Department of Mathematics, Hong Kong Baptist University, Hong Kong.
School of Mathematics and Statistics, Xi'an Jiaotong University, Xi'an, China.
Bioinformatics. 2018 Aug 15;34(16):2788-2796. doi: 10.1093/bioinformatics/bty187.
Thousands of risk variants underlying complex phenotypes (quantitative traits and diseases) have been identified in genome-wide association studies (GWAS). However, there are still two major challenges towards deepening our understanding of the genetic architectures of complex phenotypes. First, the majority of GWAS hits are in non-coding region and their biological interpretation is still unclear. Second, accumulating evidence from GWAS suggests the polygenicity of complex traits, i.e. a complex trait is often affected by many variants with small or moderate effects, whereas a large proportion of risk variants with small effects remain unknown.

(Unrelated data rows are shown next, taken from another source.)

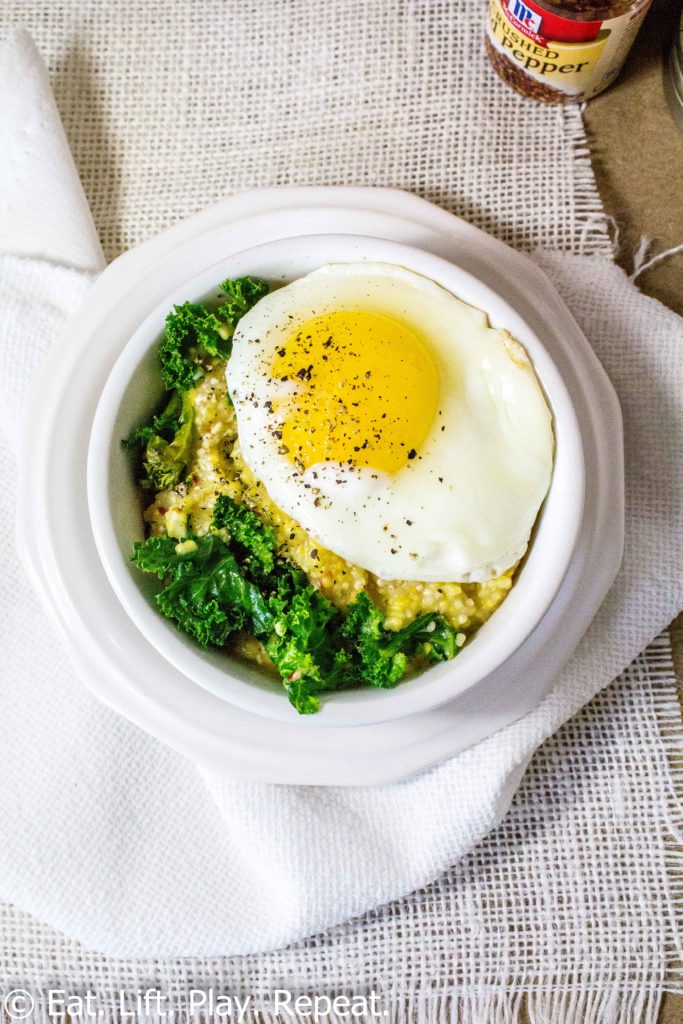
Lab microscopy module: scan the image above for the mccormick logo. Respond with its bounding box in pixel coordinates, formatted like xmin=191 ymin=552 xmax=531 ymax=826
xmin=507 ymin=0 xmax=542 ymax=35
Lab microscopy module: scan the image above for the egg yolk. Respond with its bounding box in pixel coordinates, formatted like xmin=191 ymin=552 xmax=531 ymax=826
xmin=271 ymin=310 xmax=438 ymax=473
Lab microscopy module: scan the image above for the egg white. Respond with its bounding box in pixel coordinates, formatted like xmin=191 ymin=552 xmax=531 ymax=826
xmin=227 ymin=262 xmax=554 ymax=582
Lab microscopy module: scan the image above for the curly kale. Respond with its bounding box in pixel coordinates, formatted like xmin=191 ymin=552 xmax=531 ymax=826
xmin=213 ymin=495 xmax=275 ymax=572
xmin=159 ymin=276 xmax=268 ymax=391
xmin=132 ymin=534 xmax=271 ymax=647
xmin=133 ymin=497 xmax=464 ymax=715
xmin=123 ymin=391 xmax=195 ymax=490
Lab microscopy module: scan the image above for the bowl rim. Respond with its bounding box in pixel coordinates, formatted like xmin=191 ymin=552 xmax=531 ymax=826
xmin=87 ymin=233 xmax=585 ymax=727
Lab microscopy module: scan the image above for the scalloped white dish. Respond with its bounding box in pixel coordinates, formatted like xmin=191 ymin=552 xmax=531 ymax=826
xmin=18 ymin=188 xmax=623 ymax=784
xmin=88 ymin=234 xmax=584 ymax=728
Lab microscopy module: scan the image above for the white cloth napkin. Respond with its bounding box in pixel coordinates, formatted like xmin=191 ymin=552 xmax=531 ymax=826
xmin=0 ymin=34 xmax=683 ymax=956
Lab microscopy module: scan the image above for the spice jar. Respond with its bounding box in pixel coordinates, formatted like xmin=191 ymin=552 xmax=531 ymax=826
xmin=665 ymin=11 xmax=683 ymax=128
xmin=486 ymin=0 xmax=651 ymax=103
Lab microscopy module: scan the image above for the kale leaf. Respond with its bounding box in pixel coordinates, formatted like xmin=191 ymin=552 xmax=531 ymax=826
xmin=213 ymin=495 xmax=275 ymax=573
xmin=132 ymin=534 xmax=272 ymax=647
xmin=159 ymin=276 xmax=268 ymax=391
xmin=342 ymin=590 xmax=408 ymax=689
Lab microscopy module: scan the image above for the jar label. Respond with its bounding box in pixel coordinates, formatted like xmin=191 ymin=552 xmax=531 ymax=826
xmin=486 ymin=0 xmax=651 ymax=99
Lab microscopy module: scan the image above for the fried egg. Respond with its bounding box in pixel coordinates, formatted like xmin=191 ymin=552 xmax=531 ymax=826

The availability of functional annotation data enables us to address the above challenges. In this study, we propose a latent sparse mixed model (LSMM) to integrate functional annotations with GWAS data. Not only does it increase the statistical power of identifying risk variants, but also offers more biological insights by detecting relevant functional annotations. To allow LSMM scalable to millions of variants and hundreds of functional annotations, we developed an efficient variational expectation-maximization algorithm for model parameter estimation and statistical inference. We first conducted comprehensive simulation studies to evaluate the performance of LSMM. Then we applied it to analyze 30 GWAS of complex phenotypes integrated with nine genic category annotations and 127 cell-type specific functional annotations from the Roadmap project. The results demonstrate that our method possesses more statistical power than conventional methods, and can help researchers achieve deeper understanding of genetic architecture of these complex phenotypes.
The LSMM software is available at https://github.com/mingjingsi/LSMM.
Supplementary data are available at Bioinformatics online.
在全基因组关联研究 (GWAS) 中已经确定了数千个复杂表型(定量性状和疾病)的风险变异。然而,在深入了解复杂表型的遗传结构方面仍然存在两个主要挑战。首先,大多数 GWAS 命中都在非编码区域,其生物学解释仍不清楚。其次,来自 GWAS 的累积证据表明复杂性状的多基因性,即复杂性状通常受到许多具有小或中等效应的变异的影响,而大量具有小效应的风险变异仍然未知。
功能注释数据的可用性使我们能够解决上述挑战。在这项研究中,我们提出了一种潜在稀疏混合模型(LSMM),将功能注释与 GWAS 数据集成在一起。它不仅提高了识别风险变异的统计能力,而且通过检测相关的功能注释提供了更多的生物学见解。为了使 LSMM 能够扩展到数百万个变体和数百个功能注释,我们开发了一种有效的变分期望最大化算法来进行模型参数估计和统计推断。我们首先进行了全面的模拟研究,以评估 LSMM 的性能。然后,我们将其应用于分析 30 个复杂表型的 GWAS,这些表型与来自 Roadmap 项目的九个基因类别注释和 127 个细胞类型特异性功能注释集成在一起。结果表明,我们的方法比传统方法具有更高的统计能力,并有助于研究人员更深入地了解这些复杂表型的遗传结构。
LSMM 软件可在 https://github.com/mingjingsi/LSMM 上获得。
补充数据可在生物信息学在线获得。